Author of Tool:
Wolf SL, Catlin PA, Ellis M, Link A, Morgan B, Piacento A.
Fritz, S. L., Blanton, S., et al. (2009). “Minimal detectable change scores for the Wolf Motor Function Test.” Neurorehabil Neural Repair 23: 662-667.
Lang, C. E., Edwards, D. F., et al. (2008). “Estimating minimal clinically important differences of upper-extremity measures early after stroke.” Arch Phys Med Rehabil 89(9): 1693-1700.
Morris, D. M., Uswatte, G., et al. (2001). “The reliability of the wolf motor function test for assessing upper extremity function after stroke.” Arch Phys Med Rehabil 82: 750-755.
Whitall, J., Savin, D. N., Jr., et al. (2006). “Psychometric properties of a modified Wolf Motor Function test for people with mild and moderate upper-extremity hemiparesis.” Arch Phys Med Rehabil 87(5): 656-660.
Wing, K., Lynskey, J. V., et al. (2008). “Whole-body intensive rehabilitation is feasible and effective in chronic stroke survivors: a retrospective data analysis.” Top Stroke Rehabil 15(3): 247-255.
Wolf, S. L., Catlin, P. A., et al. (2001). “Assessing Wolf motor function test as outcome measure for research in patients after stroke.” Stroke 32: 1635-1639.
Primary use / Purpose:
The Wolf Motor Function Test (WMFT) is a quantitative index of upper extremity motor ability examinable through the use of timed and functional tasks. The WMFT has been posited as instructive for assessing the motor status of higher functioning chronic patients with stroke and traumatic brain injury, in terms of severity and upper extremity motor deficiency.

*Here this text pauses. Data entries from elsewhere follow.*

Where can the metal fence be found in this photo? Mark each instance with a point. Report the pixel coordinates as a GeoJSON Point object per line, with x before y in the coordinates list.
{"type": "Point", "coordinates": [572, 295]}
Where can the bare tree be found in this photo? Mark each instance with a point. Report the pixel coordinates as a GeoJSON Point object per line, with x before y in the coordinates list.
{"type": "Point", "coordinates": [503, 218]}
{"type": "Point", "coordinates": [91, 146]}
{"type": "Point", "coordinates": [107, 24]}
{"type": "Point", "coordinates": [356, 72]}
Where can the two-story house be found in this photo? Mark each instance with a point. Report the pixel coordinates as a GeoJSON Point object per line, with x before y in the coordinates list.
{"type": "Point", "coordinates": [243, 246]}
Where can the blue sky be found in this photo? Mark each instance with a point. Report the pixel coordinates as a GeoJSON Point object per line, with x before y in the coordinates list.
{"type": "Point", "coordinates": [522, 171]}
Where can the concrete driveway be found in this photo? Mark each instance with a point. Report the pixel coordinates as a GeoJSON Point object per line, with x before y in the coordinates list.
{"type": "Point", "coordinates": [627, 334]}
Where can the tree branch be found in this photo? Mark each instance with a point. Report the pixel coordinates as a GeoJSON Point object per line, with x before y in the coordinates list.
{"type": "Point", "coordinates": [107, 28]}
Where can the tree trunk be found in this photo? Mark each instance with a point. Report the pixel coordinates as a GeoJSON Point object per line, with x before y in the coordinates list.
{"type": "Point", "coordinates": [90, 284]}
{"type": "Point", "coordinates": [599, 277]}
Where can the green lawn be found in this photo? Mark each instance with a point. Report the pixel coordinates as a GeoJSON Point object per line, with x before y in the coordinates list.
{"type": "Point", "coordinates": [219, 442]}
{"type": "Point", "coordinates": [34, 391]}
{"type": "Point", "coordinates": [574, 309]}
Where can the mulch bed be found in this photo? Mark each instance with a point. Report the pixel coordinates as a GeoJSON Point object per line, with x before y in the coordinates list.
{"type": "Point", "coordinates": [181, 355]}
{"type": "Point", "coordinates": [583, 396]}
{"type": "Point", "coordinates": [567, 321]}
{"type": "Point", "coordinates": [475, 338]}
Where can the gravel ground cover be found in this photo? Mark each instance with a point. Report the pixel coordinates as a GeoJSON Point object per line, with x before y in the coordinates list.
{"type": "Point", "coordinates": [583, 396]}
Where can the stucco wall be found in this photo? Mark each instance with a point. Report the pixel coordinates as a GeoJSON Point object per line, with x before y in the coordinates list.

The original version of the Wolf Motor Function Test (WMFT) was designed by Dr. Steven L. Wolf, Emory University School of Medicine (Wolf, Lecraw, Barton & Jann, 1989). It has since been modified by researchers Taub, Blanton, & McCullough from the UAS CI Therapy Research Group. The modified version of the test has also been employed extensively with chronic patients who had suffered mild to moderate stroke (Taub, Miller, Novack, Cook, Fleming, Nepomuceno, Connell, & Crago, 1993; Taub, Crago, & Uswatte, 1998).
The inter-test and inter-rater reliability, and internal consistency and stability of the test is excellent for both the performance time and Functional Ability rating scale measures (FAS), ranging from .88 to .98, with most of the values being close to .95 (Morris, Uswatte, Crago, Cook, & Taub, 2001; Wolf, Catlin, Ellis, Link, Morgan, Piacentino, 2001.).